A ‘DNA nanotrain’ for targeted cancer drug transport

Targeted chemotherapy delivery without toxic side-effects
May 2, 2013

Chemotherapy drugs are specifically transported to target cancer cells carried on DNA “box cars” and powered by an aptamer “locomotive,” unloaded, and then induce cytotoxicity to cancer cells (credit: University of Florida)

University of Florida researchers have developed a “DNA nanotrain” that fast-tracks its payload of cancer-fighting drugs and bioimaging agents to tumor cells deep within the body.

The nanotrains can cost-effectively deliver high doses of drugs to precisely targeted cancers and other medical maladies without leaving behind toxic nano-clutter.

DNA nanotechnology holds great promise as a new way to deliver chemotherapy directly to cancer cells, but until now, scientists have not been able to direct nanotherapies to consistently differentiate cancer cells from healthy ones. Other limiting factors include high costs, too-small amounts of drugs delivered, and potential toxic side effects.

“Most nanotechnology relies on a nanoparticle approach, and the particles are made of inorganic materials; after they’ve been used as a carrier for the drug, they’ll be left inside the body,” said the study’s lead investigator, Weihong Tan, a UF distinguished professor of chemistry, professor of physiology and functional genomics, and a member of the UF Shands Cancer Center and the UF Genetics Institute.

“Compared to existing nanostructures, our nanotrain is easier and cheaper to make, is highly specific to cancer cells, has a lot of drug-loading power, and is very much biocompatible.”

Tan’s DNA nanotrain is a three-dimensional structure composed of short strands of DNA tethered together into one long train. On the end of the nanotrain is an aptamer, a tiny piece of nucleic acid serving as the train’s “locomotive” on biochemical autopilot to home in on and bind to specific cancer cells. Trailing behind are tethered DNA structures that serve as side-by-side, high-capacity “box cars,” transporting bioimaging agents or drug cargos to their targets.

“The beauty of the nanotrain is that by using different disease biomarkers, you can hitch different types of DNA probes as the train’s ‘locomotive’ to recognize and target different types of cancers,” Tan said. “We’ve precisely targeted leukemia, lung and liver cancer cells, and because the DNA probes are so precise in targeting only specific types of cancer cells, we’ve seen dramatic reduction in drug toxicity in comparison to standard chemotherapies, which don’t discriminate well between cancerous and healthy cells.”

Tan and his colleagues report that the DNA nanotrains can be cost-effectively made by mixing bits of DNA in a liquid medium. The mixture is then exposed to a compound that stimulates the pieces of DNA to seek each other out and self-assemble into the DNA nanotrains. The type of cancer cell the DNA nanotrain will seek out and destroy is determined by the specific compound added to the mixture as the trigger.

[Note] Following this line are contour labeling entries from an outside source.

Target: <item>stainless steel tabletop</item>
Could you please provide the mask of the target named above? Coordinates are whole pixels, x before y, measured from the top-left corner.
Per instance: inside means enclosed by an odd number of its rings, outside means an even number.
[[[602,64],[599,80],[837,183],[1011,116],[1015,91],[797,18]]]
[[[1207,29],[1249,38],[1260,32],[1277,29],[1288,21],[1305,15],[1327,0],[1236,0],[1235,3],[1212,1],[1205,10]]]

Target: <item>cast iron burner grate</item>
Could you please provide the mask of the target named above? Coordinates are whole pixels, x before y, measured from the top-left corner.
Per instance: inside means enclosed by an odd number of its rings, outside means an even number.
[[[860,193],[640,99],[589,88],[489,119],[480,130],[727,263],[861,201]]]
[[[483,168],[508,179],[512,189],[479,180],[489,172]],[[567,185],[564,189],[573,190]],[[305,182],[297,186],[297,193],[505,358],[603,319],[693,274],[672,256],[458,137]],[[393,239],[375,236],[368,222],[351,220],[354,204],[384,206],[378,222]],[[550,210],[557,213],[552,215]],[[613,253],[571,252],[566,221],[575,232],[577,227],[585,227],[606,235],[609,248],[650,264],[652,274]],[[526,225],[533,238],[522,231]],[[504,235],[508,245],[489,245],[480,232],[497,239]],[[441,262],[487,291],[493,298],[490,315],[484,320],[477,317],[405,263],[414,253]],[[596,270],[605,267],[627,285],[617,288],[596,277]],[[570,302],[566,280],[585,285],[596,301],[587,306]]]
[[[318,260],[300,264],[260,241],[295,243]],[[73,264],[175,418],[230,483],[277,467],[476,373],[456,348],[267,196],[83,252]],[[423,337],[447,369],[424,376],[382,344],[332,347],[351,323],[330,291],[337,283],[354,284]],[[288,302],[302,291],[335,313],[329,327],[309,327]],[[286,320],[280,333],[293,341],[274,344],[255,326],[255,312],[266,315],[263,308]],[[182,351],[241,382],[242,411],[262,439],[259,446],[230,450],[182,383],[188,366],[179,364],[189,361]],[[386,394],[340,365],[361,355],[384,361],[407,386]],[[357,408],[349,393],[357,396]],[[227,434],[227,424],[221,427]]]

The study demonstrated in vitro and in mice that the DNA nanotrains exclusively target the cancer cells for which their probes were programmed. The DNA probes go straight to the cancer cells, leading the nanotrains to dock on the cell membranes and gain entry into the cells. Once inside, the drug payloads disperse, killing the cancer cells, a process Tan and his team monitored in real time by measuring the amount of fluorescent light emitted. The biodegradable components of the DNA nanotrains decay with the dead cancer cells and are removed by the body’s normal housekeeping mechanisms.

“Our study found that when loaded with anticancer drugs, these nanotrains inhibited tumor growth in mice more than in those that received drugs injected freely into the bloodstream. What’s more exciting is that the mice treated with these nanotrains suffered dramatically fewer side effects than those treated with free drugs,” said Guizhi Zhu, a UF doctoral student who was instrumental in the study. “This is what we aim to achieve for future clinical health care of cancer patients.”

In addition to longer survival and inhibited tumor growth, the mice that were treated with nanotrain drug delivery experienced less weight loss and are in better condition physically than both the mice that received injected therapy and the mouse control group that received no treatment. Tan and his team attribute these improved outcomes to greatly reduced toxicity achieved by the targeted nanotrain drug delivery.

“We think we have demonstrated that these DNA nanotrains are a promising targeted drug transport platform for delivery of cancer chemotherapeutics with very low toxicity to healthy tissues, and that the platform has wide application for many different cancer types,” Tan said. “Moving forward, we are working to identify optimum dosage using mouse models for T-cell leukemia, lung and liver cancers and triple negative breast cancer.

“It’s very exciting, but we still have a long way to go before human trials,” he said.